Do expats lease cars in Perth? I'm moving shortly and trying to research a few options for when we get there regards cars. We have sold both our UK cars since I couldn't bear to fill in any more paperwork for taking my BMW X5 with me :-(. Does anyone have any pointers regards whether to buy vs lease and if so which type of lease. The company I'm going to offers a novated lease program and I'm wondering if a novated car lease a good or bad deal? 

Any pointers/comments greatly appreciated.

Scott


----------



## andystack (Aug 17, 2010)

Cars are very expensive over here to buy but so is rental, you get the usual rental company's as you do in England ie hertz, europecar etc
My company pay $40 a day which I know is a corporate rate as you would not get anything near this price privately. Look on gumtree and auto trader and you will find prices of second hand cars. Be prepared to pay a very hefty price for a BMW over here as they are imported and a big premium is added.

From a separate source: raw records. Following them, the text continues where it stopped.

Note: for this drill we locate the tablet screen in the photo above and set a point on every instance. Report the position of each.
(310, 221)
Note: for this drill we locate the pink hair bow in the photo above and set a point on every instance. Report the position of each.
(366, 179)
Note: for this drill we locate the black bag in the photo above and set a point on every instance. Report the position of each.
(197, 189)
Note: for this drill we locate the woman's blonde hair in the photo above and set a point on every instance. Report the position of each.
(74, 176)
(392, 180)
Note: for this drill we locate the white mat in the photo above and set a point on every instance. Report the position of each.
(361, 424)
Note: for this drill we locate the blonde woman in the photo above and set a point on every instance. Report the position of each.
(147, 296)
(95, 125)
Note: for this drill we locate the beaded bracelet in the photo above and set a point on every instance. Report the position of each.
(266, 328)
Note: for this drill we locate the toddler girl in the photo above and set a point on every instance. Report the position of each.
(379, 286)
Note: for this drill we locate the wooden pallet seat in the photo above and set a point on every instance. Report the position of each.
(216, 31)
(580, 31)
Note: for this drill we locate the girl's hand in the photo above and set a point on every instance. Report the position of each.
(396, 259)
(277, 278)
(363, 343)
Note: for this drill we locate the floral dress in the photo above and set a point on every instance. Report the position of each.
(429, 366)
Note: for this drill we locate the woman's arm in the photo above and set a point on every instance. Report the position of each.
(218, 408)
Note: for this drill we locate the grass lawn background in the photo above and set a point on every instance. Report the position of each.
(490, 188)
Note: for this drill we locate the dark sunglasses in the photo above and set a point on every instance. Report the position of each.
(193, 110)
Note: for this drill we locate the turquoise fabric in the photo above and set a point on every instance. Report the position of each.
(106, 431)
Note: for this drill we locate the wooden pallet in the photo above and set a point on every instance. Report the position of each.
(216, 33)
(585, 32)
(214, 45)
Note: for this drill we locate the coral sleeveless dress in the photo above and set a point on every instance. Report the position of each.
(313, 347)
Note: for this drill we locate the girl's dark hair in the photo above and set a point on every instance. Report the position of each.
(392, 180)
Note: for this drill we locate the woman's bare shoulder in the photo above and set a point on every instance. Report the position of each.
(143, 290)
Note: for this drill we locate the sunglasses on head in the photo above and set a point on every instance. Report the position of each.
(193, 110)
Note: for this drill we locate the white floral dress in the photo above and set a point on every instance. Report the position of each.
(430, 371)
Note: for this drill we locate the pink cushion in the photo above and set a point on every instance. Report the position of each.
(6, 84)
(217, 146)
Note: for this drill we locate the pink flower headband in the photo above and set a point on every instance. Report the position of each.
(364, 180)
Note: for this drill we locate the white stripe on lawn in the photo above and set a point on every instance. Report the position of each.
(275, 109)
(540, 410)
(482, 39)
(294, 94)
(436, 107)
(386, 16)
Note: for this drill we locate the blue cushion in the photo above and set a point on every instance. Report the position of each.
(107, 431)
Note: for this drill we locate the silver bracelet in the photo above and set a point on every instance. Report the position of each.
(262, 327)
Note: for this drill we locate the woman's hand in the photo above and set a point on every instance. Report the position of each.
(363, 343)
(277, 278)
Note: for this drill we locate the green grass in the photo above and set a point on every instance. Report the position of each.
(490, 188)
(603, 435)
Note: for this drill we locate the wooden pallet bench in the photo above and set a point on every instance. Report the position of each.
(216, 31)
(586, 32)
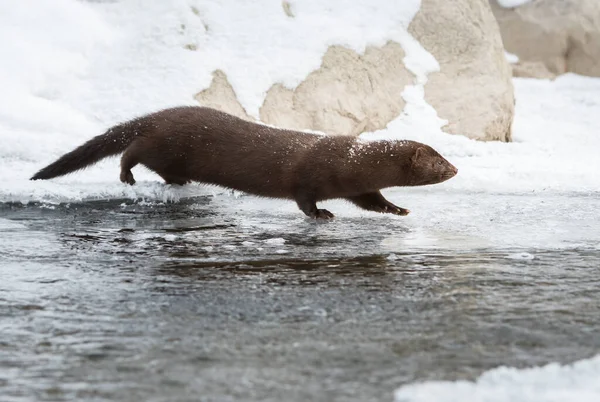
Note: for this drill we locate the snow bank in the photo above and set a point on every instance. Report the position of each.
(512, 3)
(72, 69)
(551, 383)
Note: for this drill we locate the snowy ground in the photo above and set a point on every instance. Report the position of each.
(74, 68)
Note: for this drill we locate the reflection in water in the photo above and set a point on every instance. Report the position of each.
(132, 301)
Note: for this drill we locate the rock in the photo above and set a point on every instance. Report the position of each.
(473, 89)
(562, 34)
(348, 94)
(220, 95)
(351, 93)
(532, 69)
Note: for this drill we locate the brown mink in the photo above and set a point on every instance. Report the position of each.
(186, 144)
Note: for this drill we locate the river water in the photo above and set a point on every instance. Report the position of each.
(233, 298)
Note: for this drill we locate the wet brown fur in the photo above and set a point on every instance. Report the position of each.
(200, 144)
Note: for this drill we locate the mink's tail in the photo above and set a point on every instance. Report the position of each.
(112, 142)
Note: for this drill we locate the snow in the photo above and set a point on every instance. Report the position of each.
(512, 3)
(550, 383)
(71, 69)
(511, 58)
(76, 68)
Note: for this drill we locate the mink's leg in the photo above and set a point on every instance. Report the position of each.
(376, 202)
(128, 161)
(174, 180)
(309, 207)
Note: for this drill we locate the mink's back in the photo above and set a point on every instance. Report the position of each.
(210, 146)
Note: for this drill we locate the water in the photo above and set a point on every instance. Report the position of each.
(234, 298)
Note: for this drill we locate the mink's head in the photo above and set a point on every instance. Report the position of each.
(429, 167)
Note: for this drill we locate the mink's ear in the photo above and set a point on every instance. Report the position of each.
(419, 154)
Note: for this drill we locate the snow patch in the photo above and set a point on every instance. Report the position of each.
(512, 3)
(550, 383)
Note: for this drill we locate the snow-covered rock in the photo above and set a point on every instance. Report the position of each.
(473, 88)
(563, 34)
(357, 91)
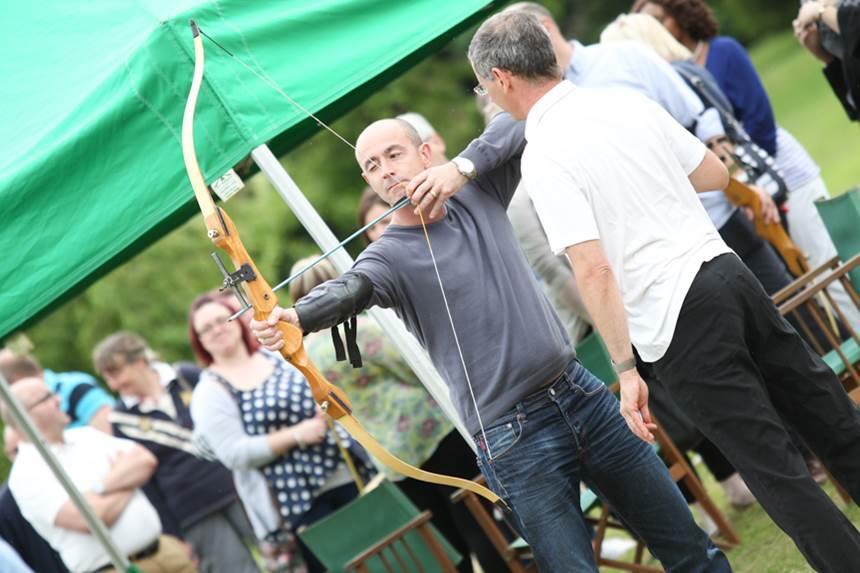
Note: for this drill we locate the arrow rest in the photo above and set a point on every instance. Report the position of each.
(232, 281)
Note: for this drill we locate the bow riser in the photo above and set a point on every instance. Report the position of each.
(224, 235)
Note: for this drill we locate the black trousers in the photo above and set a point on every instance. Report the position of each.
(454, 457)
(738, 369)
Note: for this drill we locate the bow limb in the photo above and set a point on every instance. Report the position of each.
(223, 233)
(741, 195)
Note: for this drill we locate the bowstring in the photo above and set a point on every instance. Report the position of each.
(265, 78)
(456, 338)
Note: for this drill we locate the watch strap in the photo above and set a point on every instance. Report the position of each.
(624, 365)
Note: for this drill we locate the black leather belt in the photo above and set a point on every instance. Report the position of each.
(147, 551)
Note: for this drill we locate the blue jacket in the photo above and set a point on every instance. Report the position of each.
(184, 488)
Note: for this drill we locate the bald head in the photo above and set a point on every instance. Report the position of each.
(41, 404)
(392, 127)
(27, 391)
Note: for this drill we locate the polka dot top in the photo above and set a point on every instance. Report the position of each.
(285, 399)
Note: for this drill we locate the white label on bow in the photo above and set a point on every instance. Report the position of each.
(227, 185)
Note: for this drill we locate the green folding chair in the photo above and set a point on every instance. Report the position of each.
(592, 353)
(841, 216)
(380, 532)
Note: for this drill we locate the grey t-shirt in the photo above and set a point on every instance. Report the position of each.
(513, 342)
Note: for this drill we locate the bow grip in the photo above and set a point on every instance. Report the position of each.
(330, 398)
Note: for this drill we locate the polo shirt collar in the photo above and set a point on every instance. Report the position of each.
(578, 61)
(545, 103)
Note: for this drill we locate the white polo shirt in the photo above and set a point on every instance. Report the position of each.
(86, 456)
(610, 164)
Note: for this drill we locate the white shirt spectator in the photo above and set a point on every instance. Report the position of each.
(86, 456)
(587, 184)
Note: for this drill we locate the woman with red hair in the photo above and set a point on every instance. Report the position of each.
(255, 413)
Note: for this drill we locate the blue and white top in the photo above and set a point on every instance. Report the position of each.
(295, 477)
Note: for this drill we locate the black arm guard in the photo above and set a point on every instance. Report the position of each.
(334, 301)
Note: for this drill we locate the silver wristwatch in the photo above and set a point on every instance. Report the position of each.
(465, 167)
(624, 365)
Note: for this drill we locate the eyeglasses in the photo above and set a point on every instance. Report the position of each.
(41, 400)
(217, 323)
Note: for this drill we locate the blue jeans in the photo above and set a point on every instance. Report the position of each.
(572, 432)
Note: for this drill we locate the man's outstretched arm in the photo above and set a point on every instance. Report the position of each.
(325, 306)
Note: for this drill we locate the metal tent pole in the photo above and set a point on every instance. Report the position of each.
(25, 425)
(408, 346)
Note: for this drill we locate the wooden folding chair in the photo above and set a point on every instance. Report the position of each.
(395, 552)
(380, 532)
(513, 549)
(840, 348)
(592, 353)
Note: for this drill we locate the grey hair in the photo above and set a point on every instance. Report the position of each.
(532, 8)
(514, 41)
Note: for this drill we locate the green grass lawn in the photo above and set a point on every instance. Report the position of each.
(764, 547)
(805, 105)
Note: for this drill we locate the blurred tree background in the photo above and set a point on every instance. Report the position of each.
(151, 294)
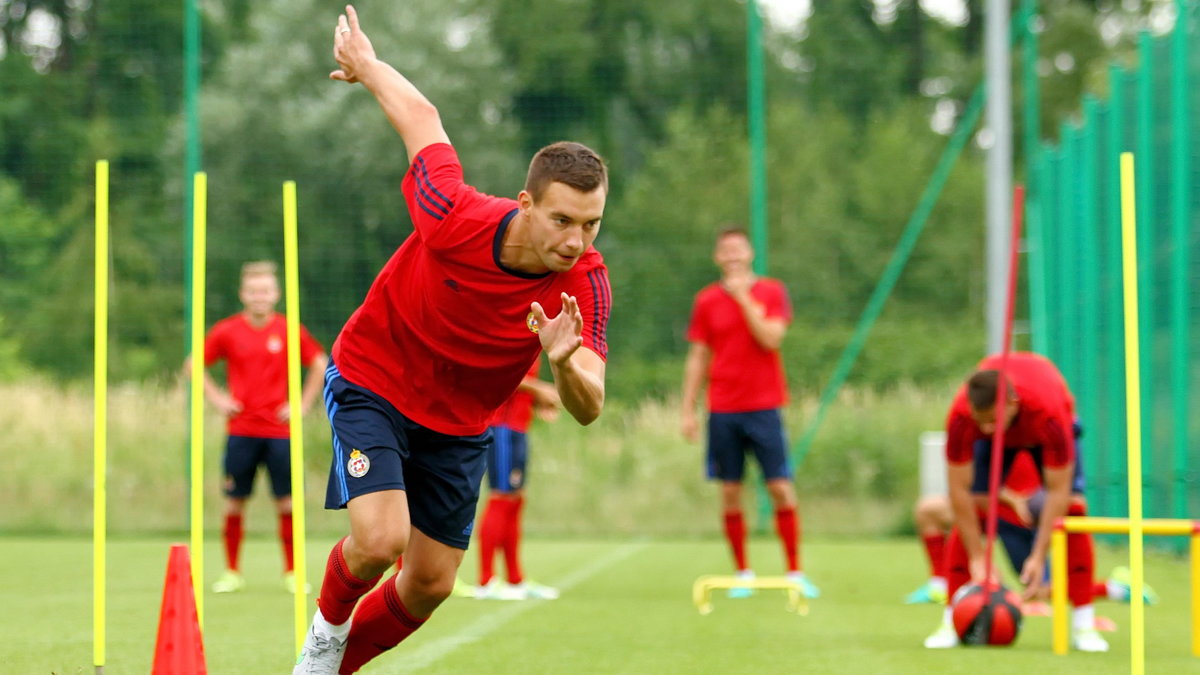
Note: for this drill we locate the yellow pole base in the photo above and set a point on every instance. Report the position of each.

Some cars are just as cheap to buy brand new as they are to buy a one/two years old car.


----------



## crsf29 (Apr 12, 2012)

scott20298 said:


> Do expats lease cars in Perth? I'm moving shortly and trying to research a few options for when we get there regards cars. We have sold both our UK cars since I couldn't bear to fill in any more paperwork for taking my BMW X5 with me :-(. Does anyone have any pointers regards whether to buy vs lease and if so which type of lease. The company I'm going to offers a novated lease program and I'm wondering if a novated car lease a good or bad deal?
> 
> Any pointers/comments greatly appreciated.
> 
> Scott


I am in the same boat, I will be moving over shortly. My stay will be 3 1/2 years and I don't think the novated lease is an option for me. I'll be watching this thread, looking for some advice.

Thanks,

Cory


----------



## sam_lloyd1881 (Jul 1, 2010)

Hey Scott,

Cars in Perth arent really that expensive. It really depends on what type of car your looking at. For new cars, as low as 10 Grand for those basic cars ( Hyundai/Kias), for a more premium car ( BMW, Merc, Audi ), you'll be looking around the 30Grand and above price range. I consider that ok, as compared to Singapore, where a freaking Toyota Corolla costs 100 Grand.

Depending on your length of stay, you could consider a lease. My car is a novated leased car, we pay $500 a fortnight for our Ford Falcon, it gives us a Patrol card, and scheduled maintenance is covered. And it also aids in lower taxes to be paid.


----------



## scott20298 (Mar 9, 2012)

Decided to go for the novated lease, looks attractive to spend pre tax money to save on petrol etc, plus get a new car every two years.


----------